皇帝的脸色并不算好看,他可不想一天到晚都在处理儿子与女儿的琐事。
“你也有事情找朕?”
萧殊羽微微怔了怔,随即转头去看御书房门口,萧沛灵离去的方向,不禁讪笑一阵:“父皇说笑了……”
皇帝没有回话,抬手示意他免去缛礼,上前来坐,萧殊羽谢恩后,来到一旁的残局棋盘边,收拾起了棋盘上散落的黑白棋子。
一面收拾,一面回话。
“灵儿她,自小娇生惯养,天生贵凤命,得父兄宠爱,儿臣到底是男儿郎,哪能像灵儿一样,儿臣这些年来,一直谨记父皇教诲,大事小事,总得先自己处置,不可寄望于他人……”
萧殊羽将棋子收好,抬眸:“儿臣此番,是来向父皇请辞的。”
皇帝对这种回答,略感意外,打量着这个许久不见的儿子,他停了停,缓缓转开话头:“秦定防同朕说了,你在西桓时,战功卓着。”
萧殊羽不以为意地一笑:“秦将军这话,多少有些客套的意味,儿臣不过是学得父皇一点皮毛,才有平定西桓的屡屡大胜,实乃天佑大胤,真龙所庇。”
皇帝视线一转,看向他的腿。
“你在西桓,受了伤。”
萧殊羽循着对面的视线,略显不自在地伸手碰了碰自己的一条小腿:“是,不过,已经好得差不多了。”

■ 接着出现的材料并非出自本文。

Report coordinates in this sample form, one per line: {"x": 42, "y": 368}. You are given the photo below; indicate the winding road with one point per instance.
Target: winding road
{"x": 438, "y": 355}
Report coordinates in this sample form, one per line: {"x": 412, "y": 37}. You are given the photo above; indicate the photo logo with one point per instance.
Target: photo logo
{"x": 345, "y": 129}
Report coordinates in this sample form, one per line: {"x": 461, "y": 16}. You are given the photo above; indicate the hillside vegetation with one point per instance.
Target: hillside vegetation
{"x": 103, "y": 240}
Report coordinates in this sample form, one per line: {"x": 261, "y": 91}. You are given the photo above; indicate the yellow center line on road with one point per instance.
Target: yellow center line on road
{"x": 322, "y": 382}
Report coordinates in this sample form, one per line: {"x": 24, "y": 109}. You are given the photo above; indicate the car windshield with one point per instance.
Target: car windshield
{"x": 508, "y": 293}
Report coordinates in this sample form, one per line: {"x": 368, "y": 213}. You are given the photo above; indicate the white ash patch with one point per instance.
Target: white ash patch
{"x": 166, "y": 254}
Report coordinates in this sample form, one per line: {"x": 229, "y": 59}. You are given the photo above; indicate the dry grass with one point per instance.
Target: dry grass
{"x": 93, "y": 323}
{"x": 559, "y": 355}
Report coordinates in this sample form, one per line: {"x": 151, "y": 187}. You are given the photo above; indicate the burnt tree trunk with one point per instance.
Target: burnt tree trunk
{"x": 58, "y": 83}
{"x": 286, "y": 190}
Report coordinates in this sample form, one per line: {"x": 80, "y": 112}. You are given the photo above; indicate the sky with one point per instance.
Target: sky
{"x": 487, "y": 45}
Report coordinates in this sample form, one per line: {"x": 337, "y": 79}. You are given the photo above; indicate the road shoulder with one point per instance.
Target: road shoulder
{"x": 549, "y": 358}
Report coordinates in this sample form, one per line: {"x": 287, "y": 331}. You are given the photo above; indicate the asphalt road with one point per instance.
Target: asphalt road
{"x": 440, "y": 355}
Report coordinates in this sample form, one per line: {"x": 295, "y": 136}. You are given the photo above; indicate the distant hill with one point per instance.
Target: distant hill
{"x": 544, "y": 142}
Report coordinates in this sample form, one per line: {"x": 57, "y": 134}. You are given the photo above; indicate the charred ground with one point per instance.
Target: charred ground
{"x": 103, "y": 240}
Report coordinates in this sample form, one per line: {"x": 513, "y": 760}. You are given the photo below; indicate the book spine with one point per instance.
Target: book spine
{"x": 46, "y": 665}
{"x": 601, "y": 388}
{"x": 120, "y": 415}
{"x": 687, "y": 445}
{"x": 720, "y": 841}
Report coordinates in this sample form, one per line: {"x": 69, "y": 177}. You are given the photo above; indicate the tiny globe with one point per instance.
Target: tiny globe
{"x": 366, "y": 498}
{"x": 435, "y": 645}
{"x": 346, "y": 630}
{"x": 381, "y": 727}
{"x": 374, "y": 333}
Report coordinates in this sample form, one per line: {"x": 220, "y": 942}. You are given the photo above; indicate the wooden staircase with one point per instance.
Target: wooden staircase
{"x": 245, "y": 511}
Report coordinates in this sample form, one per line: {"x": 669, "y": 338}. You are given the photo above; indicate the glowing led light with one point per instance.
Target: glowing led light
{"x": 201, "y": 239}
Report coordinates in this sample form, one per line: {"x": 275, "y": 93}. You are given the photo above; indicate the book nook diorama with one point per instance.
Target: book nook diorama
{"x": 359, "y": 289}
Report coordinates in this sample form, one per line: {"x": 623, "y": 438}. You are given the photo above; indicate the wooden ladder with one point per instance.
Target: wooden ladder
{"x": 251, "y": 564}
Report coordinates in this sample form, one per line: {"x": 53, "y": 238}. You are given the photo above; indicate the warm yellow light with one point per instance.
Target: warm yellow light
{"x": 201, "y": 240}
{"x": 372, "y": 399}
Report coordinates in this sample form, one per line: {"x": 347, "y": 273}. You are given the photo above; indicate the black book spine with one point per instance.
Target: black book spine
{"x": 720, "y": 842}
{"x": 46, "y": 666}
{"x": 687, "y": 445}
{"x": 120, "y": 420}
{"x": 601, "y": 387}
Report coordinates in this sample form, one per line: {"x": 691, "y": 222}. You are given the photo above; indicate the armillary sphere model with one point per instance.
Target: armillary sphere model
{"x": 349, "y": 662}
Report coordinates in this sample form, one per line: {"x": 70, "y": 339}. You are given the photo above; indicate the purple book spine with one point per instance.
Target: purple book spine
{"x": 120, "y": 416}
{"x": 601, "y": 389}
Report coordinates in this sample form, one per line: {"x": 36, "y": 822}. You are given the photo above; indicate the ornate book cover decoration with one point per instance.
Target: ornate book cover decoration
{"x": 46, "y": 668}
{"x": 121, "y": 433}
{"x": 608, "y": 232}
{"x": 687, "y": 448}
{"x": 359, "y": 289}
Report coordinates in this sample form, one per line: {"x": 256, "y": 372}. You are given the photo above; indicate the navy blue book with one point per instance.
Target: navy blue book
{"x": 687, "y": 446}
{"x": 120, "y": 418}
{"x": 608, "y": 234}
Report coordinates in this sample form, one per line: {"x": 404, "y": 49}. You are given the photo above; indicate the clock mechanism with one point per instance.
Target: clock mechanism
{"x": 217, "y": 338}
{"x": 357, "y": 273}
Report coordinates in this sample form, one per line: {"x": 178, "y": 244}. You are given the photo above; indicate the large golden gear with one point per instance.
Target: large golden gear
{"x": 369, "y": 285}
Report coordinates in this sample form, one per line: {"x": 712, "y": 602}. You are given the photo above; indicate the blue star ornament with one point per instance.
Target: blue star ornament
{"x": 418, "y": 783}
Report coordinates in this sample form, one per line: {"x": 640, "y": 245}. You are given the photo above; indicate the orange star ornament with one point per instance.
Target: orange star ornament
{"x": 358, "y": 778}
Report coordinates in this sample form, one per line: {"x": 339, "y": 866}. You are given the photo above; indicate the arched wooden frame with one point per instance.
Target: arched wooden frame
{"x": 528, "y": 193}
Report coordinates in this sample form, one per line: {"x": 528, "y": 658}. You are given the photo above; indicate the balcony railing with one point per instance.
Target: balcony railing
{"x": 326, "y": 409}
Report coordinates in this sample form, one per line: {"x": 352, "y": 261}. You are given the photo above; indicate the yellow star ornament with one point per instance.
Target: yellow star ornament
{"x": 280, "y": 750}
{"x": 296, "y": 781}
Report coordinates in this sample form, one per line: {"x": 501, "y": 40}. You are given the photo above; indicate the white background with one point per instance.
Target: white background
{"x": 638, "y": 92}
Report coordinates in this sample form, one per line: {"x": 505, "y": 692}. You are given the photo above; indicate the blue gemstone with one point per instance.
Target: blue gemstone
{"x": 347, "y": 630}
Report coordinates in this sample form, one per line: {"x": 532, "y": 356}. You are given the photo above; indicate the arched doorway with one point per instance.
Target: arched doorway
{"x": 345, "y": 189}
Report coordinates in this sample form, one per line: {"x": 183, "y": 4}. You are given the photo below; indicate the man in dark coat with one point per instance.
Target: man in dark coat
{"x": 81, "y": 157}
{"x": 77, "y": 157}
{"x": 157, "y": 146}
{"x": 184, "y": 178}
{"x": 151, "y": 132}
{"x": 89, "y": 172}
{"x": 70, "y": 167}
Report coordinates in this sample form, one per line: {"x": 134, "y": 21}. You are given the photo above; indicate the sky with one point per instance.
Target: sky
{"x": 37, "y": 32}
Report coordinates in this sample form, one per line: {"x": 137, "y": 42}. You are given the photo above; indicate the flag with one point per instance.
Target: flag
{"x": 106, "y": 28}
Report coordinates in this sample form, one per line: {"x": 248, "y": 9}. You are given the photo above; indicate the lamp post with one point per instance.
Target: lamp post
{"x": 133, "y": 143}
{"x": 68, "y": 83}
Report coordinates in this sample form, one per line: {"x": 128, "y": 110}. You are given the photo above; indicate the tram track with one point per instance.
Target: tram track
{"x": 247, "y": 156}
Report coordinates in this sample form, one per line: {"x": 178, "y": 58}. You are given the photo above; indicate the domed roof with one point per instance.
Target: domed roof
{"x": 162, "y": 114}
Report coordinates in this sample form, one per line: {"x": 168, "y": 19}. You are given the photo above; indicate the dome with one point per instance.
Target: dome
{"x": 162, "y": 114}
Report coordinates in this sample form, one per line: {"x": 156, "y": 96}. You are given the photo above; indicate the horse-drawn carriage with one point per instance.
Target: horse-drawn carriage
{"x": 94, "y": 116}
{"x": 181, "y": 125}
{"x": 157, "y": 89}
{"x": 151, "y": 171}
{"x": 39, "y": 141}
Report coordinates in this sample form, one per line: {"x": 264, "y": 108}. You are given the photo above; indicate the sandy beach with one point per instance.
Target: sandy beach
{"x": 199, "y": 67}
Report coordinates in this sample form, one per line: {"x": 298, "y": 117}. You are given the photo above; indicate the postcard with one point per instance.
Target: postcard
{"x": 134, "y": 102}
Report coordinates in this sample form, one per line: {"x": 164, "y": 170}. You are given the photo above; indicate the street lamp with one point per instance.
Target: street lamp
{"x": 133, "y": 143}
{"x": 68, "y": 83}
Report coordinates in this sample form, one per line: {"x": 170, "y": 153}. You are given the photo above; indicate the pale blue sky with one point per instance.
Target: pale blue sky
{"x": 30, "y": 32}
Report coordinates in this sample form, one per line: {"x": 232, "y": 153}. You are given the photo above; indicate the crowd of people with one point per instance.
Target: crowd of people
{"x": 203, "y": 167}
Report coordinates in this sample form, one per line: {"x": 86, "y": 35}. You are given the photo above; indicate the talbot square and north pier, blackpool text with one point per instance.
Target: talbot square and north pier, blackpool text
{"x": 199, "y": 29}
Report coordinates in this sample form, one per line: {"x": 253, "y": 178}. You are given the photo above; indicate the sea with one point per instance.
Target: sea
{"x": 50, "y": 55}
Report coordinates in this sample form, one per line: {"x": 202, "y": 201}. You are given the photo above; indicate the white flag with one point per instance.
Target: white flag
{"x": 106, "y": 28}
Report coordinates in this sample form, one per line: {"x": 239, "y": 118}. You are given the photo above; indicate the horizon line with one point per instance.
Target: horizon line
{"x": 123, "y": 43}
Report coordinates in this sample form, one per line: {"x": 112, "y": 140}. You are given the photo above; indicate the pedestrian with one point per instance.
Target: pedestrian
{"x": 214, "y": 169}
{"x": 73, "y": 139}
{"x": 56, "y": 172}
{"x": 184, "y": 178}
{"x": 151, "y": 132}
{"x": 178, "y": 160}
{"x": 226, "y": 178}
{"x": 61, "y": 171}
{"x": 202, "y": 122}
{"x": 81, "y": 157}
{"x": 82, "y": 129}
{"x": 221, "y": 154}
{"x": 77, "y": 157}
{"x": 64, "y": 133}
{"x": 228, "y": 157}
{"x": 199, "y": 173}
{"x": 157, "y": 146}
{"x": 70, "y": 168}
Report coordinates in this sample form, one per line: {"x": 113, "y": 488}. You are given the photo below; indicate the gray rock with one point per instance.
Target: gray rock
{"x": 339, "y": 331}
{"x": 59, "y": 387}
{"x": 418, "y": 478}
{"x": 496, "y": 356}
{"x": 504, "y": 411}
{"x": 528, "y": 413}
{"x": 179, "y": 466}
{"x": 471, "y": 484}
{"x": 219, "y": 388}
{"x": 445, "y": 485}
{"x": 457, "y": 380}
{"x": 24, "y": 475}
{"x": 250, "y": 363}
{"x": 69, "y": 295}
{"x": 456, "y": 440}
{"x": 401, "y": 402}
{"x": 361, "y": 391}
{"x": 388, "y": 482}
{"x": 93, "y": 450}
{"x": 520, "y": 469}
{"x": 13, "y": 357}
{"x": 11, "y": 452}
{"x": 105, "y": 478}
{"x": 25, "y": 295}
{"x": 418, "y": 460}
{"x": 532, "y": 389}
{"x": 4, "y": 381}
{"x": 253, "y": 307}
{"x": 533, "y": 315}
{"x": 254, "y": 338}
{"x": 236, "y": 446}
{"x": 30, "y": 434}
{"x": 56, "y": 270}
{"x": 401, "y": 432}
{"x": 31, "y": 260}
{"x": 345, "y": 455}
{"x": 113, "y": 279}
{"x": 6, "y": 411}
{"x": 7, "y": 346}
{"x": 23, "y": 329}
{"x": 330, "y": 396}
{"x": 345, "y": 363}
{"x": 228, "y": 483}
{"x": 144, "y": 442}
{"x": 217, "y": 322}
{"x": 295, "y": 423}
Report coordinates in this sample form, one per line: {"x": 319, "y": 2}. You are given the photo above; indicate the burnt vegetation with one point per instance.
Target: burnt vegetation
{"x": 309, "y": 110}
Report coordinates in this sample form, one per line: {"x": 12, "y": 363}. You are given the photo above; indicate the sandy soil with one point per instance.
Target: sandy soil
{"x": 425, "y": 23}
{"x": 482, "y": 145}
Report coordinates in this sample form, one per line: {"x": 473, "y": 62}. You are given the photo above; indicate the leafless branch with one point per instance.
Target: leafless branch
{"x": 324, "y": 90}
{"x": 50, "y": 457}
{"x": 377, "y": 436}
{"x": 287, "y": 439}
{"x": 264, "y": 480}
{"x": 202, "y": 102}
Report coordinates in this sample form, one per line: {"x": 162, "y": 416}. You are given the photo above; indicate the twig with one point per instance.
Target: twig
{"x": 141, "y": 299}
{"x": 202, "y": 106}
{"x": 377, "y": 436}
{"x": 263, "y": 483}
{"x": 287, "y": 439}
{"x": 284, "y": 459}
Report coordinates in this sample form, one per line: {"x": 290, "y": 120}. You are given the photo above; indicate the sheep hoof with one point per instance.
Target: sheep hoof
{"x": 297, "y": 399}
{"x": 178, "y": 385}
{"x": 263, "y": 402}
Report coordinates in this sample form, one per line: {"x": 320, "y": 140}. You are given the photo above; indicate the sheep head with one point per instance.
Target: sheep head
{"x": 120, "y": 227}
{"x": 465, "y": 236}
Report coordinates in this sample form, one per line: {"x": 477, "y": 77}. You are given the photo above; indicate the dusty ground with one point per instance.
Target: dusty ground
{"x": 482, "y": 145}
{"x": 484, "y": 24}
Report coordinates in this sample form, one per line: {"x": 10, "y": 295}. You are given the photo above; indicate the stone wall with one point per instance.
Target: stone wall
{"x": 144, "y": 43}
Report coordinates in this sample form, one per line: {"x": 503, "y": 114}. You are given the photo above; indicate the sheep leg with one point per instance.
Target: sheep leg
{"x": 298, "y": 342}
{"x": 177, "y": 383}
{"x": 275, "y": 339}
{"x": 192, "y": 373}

“那就好,”皇帝点了点头,“断然不可自恃年轻,讳疾忌医。”
“儿臣明白。”
“嗯。”
萧殊羽看似百无聊赖地把玩着棋子:“远在西桓的这段时日,儿臣跟在秦将军身边,受益良多,如今西桓事定,诸部臣服,儿臣也该回封地,好好休息休息了,往后若有用到儿臣时,儿臣再为父皇尽孝,为皇兄结手足之义。”
“有心即可,不必操劳勉强,”皇帝半是动容,半是欣慰,“你也老大不小了,婚事可有考虑?”
萧殊羽垂眸:“让父皇挂心了,儿臣这性子,也怕耽误别人家的好姑娘,但母后那边,已经在替儿臣择选了,她挑了好些个温婉贤淑的女子。儿臣与京中女子少有往来,这婚事,自是全凭父皇母后做主,不论儿臣娶谁,将来定会好好待她。”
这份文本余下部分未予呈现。